Dec 28, 2009

Blue ball

"I think I have a problem, Doc," says a patient. "One of my balls has turned blue."

The doctor examines the man briefly and concludes that the patient will die if he doesn't have his testicle removed.

"Are you crazy?!" bursts the patient. "How could I let you do such a thing to me!"

"You want to die?" asks the doctor rhetorically, at which point the patient has to agree to have his testicle removed.

Two weeks after the operation, the patient comes back. "Doc, I don't know how to say this, but the other ball has turned blue, too."

Again, the doctor tells him that if he wants to live, his other testicle must be cut off, too.  Again, the man is very reluctant to the idea.

"Hey, you want to die?" asks the doctor, and the patient has to agree with the operation. After two weeks of being testicle-less, the patient returns to the doctor and says, "I think something is very wrong with me. My penis is now completely blue."

After briefly examining the patient, the doctor gives him the bad news: If he wants to live, his penis has to go. Of course, the patient does not want to hear about it.

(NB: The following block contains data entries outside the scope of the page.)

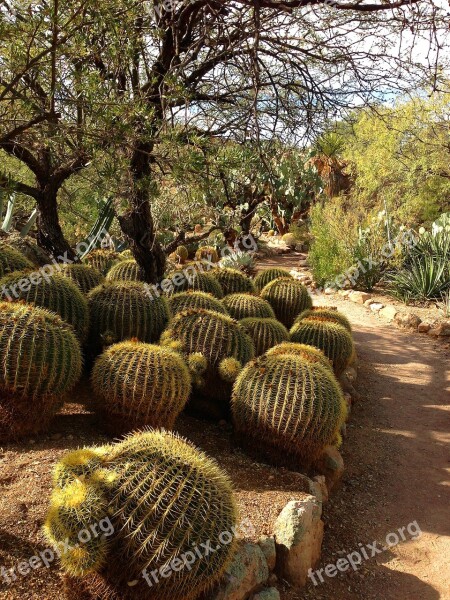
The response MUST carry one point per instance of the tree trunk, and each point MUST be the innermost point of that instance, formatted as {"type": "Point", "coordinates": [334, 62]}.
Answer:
{"type": "Point", "coordinates": [50, 236]}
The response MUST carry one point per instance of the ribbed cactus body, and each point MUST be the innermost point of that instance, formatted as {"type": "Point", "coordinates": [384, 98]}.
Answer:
{"type": "Point", "coordinates": [325, 314]}
{"type": "Point", "coordinates": [265, 333]}
{"type": "Point", "coordinates": [190, 299]}
{"type": "Point", "coordinates": [288, 299]}
{"type": "Point", "coordinates": [84, 277]}
{"type": "Point", "coordinates": [125, 310]}
{"type": "Point", "coordinates": [268, 275]}
{"type": "Point", "coordinates": [12, 260]}
{"type": "Point", "coordinates": [287, 407]}
{"type": "Point", "coordinates": [242, 306]}
{"type": "Point", "coordinates": [333, 339]}
{"type": "Point", "coordinates": [125, 270]}
{"type": "Point", "coordinates": [166, 500]}
{"type": "Point", "coordinates": [234, 281]}
{"type": "Point", "coordinates": [40, 362]}
{"type": "Point", "coordinates": [55, 293]}
{"type": "Point", "coordinates": [140, 384]}
{"type": "Point", "coordinates": [103, 260]}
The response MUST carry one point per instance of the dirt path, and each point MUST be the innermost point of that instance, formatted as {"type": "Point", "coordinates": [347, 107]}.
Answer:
{"type": "Point", "coordinates": [397, 458]}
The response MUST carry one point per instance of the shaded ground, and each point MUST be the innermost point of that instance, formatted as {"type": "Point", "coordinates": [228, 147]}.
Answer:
{"type": "Point", "coordinates": [396, 458]}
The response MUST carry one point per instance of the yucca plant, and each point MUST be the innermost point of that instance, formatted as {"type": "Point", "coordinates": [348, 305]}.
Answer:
{"type": "Point", "coordinates": [165, 499]}
{"type": "Point", "coordinates": [40, 362]}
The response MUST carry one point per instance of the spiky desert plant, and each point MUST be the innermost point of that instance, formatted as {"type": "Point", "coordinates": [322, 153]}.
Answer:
{"type": "Point", "coordinates": [234, 281]}
{"type": "Point", "coordinates": [268, 275]}
{"type": "Point", "coordinates": [84, 277]}
{"type": "Point", "coordinates": [242, 306]}
{"type": "Point", "coordinates": [140, 384]}
{"type": "Point", "coordinates": [124, 310]}
{"type": "Point", "coordinates": [54, 292]}
{"type": "Point", "coordinates": [167, 499]}
{"type": "Point", "coordinates": [40, 362]}
{"type": "Point", "coordinates": [28, 248]}
{"type": "Point", "coordinates": [207, 253]}
{"type": "Point", "coordinates": [325, 314]}
{"type": "Point", "coordinates": [191, 279]}
{"type": "Point", "coordinates": [333, 339]}
{"type": "Point", "coordinates": [12, 260]}
{"type": "Point", "coordinates": [103, 260]}
{"type": "Point", "coordinates": [308, 353]}
{"type": "Point", "coordinates": [265, 333]}
{"type": "Point", "coordinates": [125, 270]}
{"type": "Point", "coordinates": [288, 298]}
{"type": "Point", "coordinates": [287, 408]}
{"type": "Point", "coordinates": [216, 337]}
{"type": "Point", "coordinates": [191, 299]}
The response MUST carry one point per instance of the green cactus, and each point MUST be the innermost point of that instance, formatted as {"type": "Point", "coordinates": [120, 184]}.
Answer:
{"type": "Point", "coordinates": [265, 333]}
{"type": "Point", "coordinates": [41, 361]}
{"type": "Point", "coordinates": [288, 409]}
{"type": "Point", "coordinates": [333, 339]}
{"type": "Point", "coordinates": [243, 306]}
{"type": "Point", "coordinates": [125, 310]}
{"type": "Point", "coordinates": [216, 337]}
{"type": "Point", "coordinates": [268, 275]}
{"type": "Point", "coordinates": [140, 384]}
{"type": "Point", "coordinates": [288, 298]}
{"type": "Point", "coordinates": [325, 314]}
{"type": "Point", "coordinates": [166, 499]}
{"type": "Point", "coordinates": [307, 353]}
{"type": "Point", "coordinates": [190, 299]}
{"type": "Point", "coordinates": [12, 260]}
{"type": "Point", "coordinates": [103, 260]}
{"type": "Point", "coordinates": [234, 281]}
{"type": "Point", "coordinates": [84, 277]}
{"type": "Point", "coordinates": [53, 292]}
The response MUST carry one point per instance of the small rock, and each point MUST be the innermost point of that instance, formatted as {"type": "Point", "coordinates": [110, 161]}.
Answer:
{"type": "Point", "coordinates": [388, 312]}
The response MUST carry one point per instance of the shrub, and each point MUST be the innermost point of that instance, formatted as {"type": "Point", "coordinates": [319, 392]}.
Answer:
{"type": "Point", "coordinates": [165, 498]}
{"type": "Point", "coordinates": [241, 306]}
{"type": "Point", "coordinates": [268, 275]}
{"type": "Point", "coordinates": [288, 298]}
{"type": "Point", "coordinates": [56, 293]}
{"type": "Point", "coordinates": [121, 311]}
{"type": "Point", "coordinates": [140, 384]}
{"type": "Point", "coordinates": [288, 409]}
{"type": "Point", "coordinates": [41, 361]}
{"type": "Point", "coordinates": [265, 333]}
{"type": "Point", "coordinates": [84, 277]}
{"type": "Point", "coordinates": [333, 339]}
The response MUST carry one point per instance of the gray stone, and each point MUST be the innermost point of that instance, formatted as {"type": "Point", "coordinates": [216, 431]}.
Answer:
{"type": "Point", "coordinates": [298, 535]}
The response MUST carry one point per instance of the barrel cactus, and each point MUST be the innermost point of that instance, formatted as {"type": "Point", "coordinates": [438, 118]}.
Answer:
{"type": "Point", "coordinates": [191, 299]}
{"type": "Point", "coordinates": [288, 298]}
{"type": "Point", "coordinates": [54, 292]}
{"type": "Point", "coordinates": [287, 409]}
{"type": "Point", "coordinates": [207, 253]}
{"type": "Point", "coordinates": [11, 260]}
{"type": "Point", "coordinates": [84, 277]}
{"type": "Point", "coordinates": [325, 314]}
{"type": "Point", "coordinates": [140, 384]}
{"type": "Point", "coordinates": [167, 500]}
{"type": "Point", "coordinates": [242, 306]}
{"type": "Point", "coordinates": [268, 275]}
{"type": "Point", "coordinates": [234, 281]}
{"type": "Point", "coordinates": [125, 310]}
{"type": "Point", "coordinates": [214, 337]}
{"type": "Point", "coordinates": [41, 361]}
{"type": "Point", "coordinates": [265, 333]}
{"type": "Point", "coordinates": [125, 270]}
{"type": "Point", "coordinates": [103, 260]}
{"type": "Point", "coordinates": [333, 339]}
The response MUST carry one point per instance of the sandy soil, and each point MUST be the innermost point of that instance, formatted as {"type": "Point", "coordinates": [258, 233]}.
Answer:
{"type": "Point", "coordinates": [396, 455]}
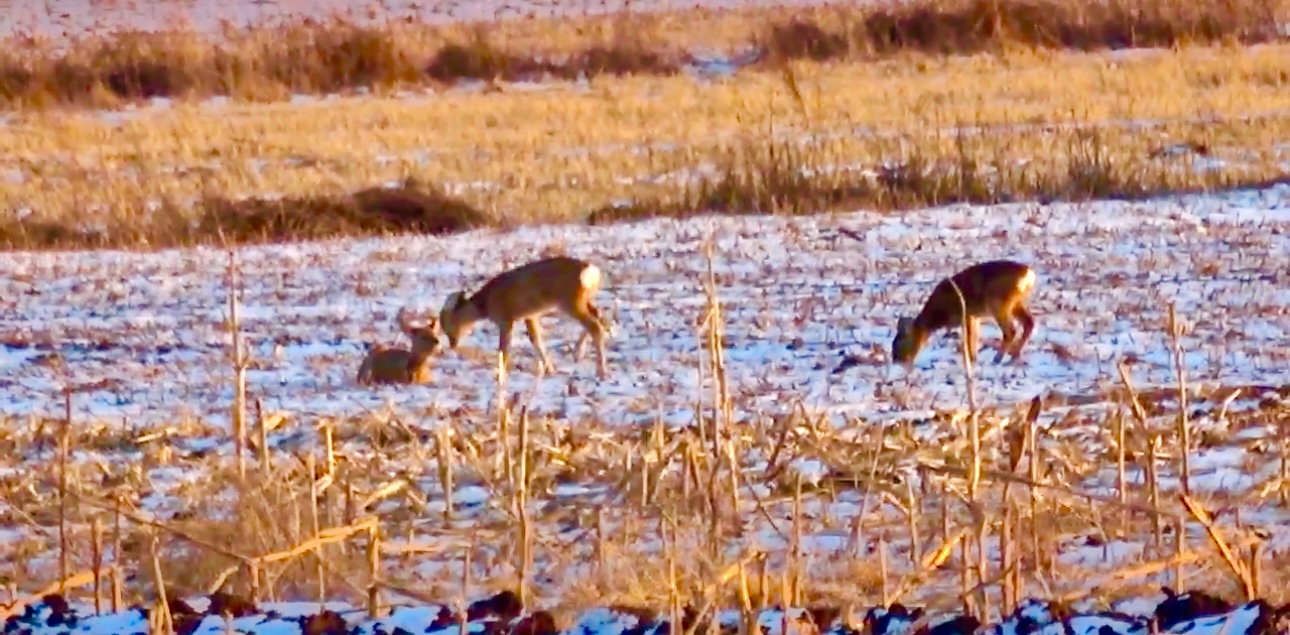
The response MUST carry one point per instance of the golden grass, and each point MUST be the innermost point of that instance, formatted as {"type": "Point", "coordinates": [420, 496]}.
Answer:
{"type": "Point", "coordinates": [341, 53]}
{"type": "Point", "coordinates": [1039, 125]}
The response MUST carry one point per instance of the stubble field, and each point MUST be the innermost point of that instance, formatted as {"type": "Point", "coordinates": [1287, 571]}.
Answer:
{"type": "Point", "coordinates": [726, 463]}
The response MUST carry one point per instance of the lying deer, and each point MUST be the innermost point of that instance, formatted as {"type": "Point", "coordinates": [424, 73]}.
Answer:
{"type": "Point", "coordinates": [386, 364]}
{"type": "Point", "coordinates": [526, 293]}
{"type": "Point", "coordinates": [996, 289]}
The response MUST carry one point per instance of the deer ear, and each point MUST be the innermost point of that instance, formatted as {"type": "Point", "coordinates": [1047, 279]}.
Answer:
{"type": "Point", "coordinates": [903, 325]}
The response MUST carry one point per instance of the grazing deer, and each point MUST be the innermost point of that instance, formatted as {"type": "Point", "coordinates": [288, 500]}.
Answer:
{"type": "Point", "coordinates": [996, 288]}
{"type": "Point", "coordinates": [386, 364]}
{"type": "Point", "coordinates": [526, 293]}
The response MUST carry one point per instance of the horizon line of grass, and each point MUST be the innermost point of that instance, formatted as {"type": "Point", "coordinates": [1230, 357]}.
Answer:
{"type": "Point", "coordinates": [338, 54]}
{"type": "Point", "coordinates": [752, 178]}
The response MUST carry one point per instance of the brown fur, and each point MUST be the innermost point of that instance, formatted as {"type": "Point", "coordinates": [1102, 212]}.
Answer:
{"type": "Point", "coordinates": [386, 364]}
{"type": "Point", "coordinates": [995, 289]}
{"type": "Point", "coordinates": [525, 293]}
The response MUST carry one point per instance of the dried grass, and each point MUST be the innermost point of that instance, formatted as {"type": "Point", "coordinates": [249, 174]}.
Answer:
{"type": "Point", "coordinates": [800, 138]}
{"type": "Point", "coordinates": [339, 53]}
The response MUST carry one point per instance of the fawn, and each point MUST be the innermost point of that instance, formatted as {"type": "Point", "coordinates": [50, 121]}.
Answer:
{"type": "Point", "coordinates": [526, 293]}
{"type": "Point", "coordinates": [386, 364]}
{"type": "Point", "coordinates": [995, 288]}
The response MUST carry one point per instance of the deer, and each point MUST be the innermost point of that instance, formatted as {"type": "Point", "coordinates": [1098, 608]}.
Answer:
{"type": "Point", "coordinates": [525, 293]}
{"type": "Point", "coordinates": [996, 289]}
{"type": "Point", "coordinates": [386, 364]}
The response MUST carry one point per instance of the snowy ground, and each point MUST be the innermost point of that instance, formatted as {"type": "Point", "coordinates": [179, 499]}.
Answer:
{"type": "Point", "coordinates": [1183, 613]}
{"type": "Point", "coordinates": [142, 336]}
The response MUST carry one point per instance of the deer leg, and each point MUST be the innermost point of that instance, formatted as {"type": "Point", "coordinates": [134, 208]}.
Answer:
{"type": "Point", "coordinates": [970, 338]}
{"type": "Point", "coordinates": [1027, 320]}
{"type": "Point", "coordinates": [503, 346]}
{"type": "Point", "coordinates": [1004, 318]}
{"type": "Point", "coordinates": [545, 364]}
{"type": "Point", "coordinates": [590, 319]}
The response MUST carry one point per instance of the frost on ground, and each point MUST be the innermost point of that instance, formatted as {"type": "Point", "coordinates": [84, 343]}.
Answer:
{"type": "Point", "coordinates": [143, 342]}
{"type": "Point", "coordinates": [1196, 613]}
{"type": "Point", "coordinates": [142, 337]}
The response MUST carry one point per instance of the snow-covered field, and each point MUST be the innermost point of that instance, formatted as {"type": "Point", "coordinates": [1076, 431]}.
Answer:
{"type": "Point", "coordinates": [142, 337]}
{"type": "Point", "coordinates": [1166, 614]}
{"type": "Point", "coordinates": [142, 340]}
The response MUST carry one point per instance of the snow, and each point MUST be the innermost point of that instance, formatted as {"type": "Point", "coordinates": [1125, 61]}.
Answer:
{"type": "Point", "coordinates": [142, 334]}
{"type": "Point", "coordinates": [1032, 617]}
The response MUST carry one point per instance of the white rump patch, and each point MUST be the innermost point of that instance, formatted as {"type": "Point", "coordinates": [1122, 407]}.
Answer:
{"type": "Point", "coordinates": [1027, 282]}
{"type": "Point", "coordinates": [590, 276]}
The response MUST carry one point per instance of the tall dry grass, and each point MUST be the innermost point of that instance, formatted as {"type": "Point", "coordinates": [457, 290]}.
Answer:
{"type": "Point", "coordinates": [333, 54]}
{"type": "Point", "coordinates": [801, 138]}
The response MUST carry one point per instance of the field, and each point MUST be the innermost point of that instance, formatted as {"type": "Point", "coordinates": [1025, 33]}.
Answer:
{"type": "Point", "coordinates": [764, 213]}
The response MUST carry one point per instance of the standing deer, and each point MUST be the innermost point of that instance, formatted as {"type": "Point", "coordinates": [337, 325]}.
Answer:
{"type": "Point", "coordinates": [528, 292]}
{"type": "Point", "coordinates": [386, 364]}
{"type": "Point", "coordinates": [996, 289]}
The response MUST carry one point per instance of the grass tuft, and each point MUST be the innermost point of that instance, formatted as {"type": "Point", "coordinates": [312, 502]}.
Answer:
{"type": "Point", "coordinates": [374, 211]}
{"type": "Point", "coordinates": [221, 220]}
{"type": "Point", "coordinates": [337, 54]}
{"type": "Point", "coordinates": [973, 26]}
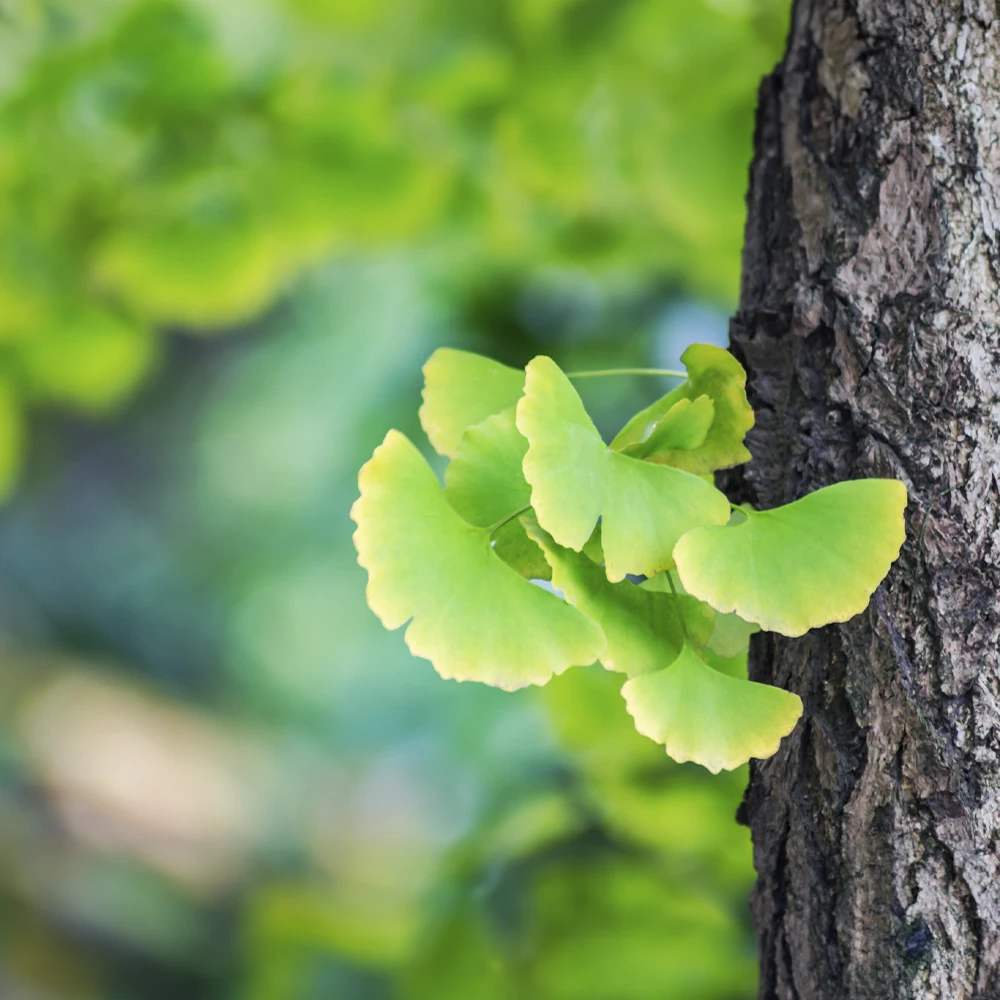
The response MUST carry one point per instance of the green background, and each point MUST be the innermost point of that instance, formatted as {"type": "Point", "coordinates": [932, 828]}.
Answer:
{"type": "Point", "coordinates": [231, 231]}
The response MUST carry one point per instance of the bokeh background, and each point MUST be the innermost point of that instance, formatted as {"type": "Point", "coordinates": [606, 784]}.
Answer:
{"type": "Point", "coordinates": [231, 231]}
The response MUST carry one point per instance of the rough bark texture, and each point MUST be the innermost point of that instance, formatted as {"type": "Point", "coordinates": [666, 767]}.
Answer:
{"type": "Point", "coordinates": [870, 325]}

"You want to die?" asks the doctor.

"But...how do I pee?"

"We'll install a plastic pipe, and there will be no problem." So the patient has his penis removed, and, a while after the operation, the unfortunate man enters the doctor's office again. He is very angry.

"Doctor, the plastic pipe turned blue!"

"What?"

"Can you tell me what the hell is happening?"

The doctor examines the patient more carefully and says, "Hmmm, I don't know. Could it be the jeans?"

bar

In a nearly empty London bar on a filthy winter's day, there were several patrons quietly drinking when in comes your stereotypical American visitor, obviously unimpressed by the country, its weather and everything else about it.

He says loudly, "What a lousy country. The bars are shut half the time, it's cold, wet and windy, the beer tastes like piss and is served at the same temperature, the streets are packed and you can't even get a cab."

Several people quietly leave.

He looks at a gentleman quietly sipping a pink gin and says, "Hey,
limey:
how can you bear to live in such a miserable place?"

He is ignored, more people leave. After much more of this only the gentleman with the pink gin, the barman and the American are left.

He says, "Hey, limey, I'm talking to you. I've been to damn near every country in the world and this is the lousiest. I dunno how you can bear to live here. This country is just the arsehole of the world."

The gentleman with the pink gin pauses, takes another sip and, turning, delicately enquires of the American, "Oh, yes. Just passing through, are you?"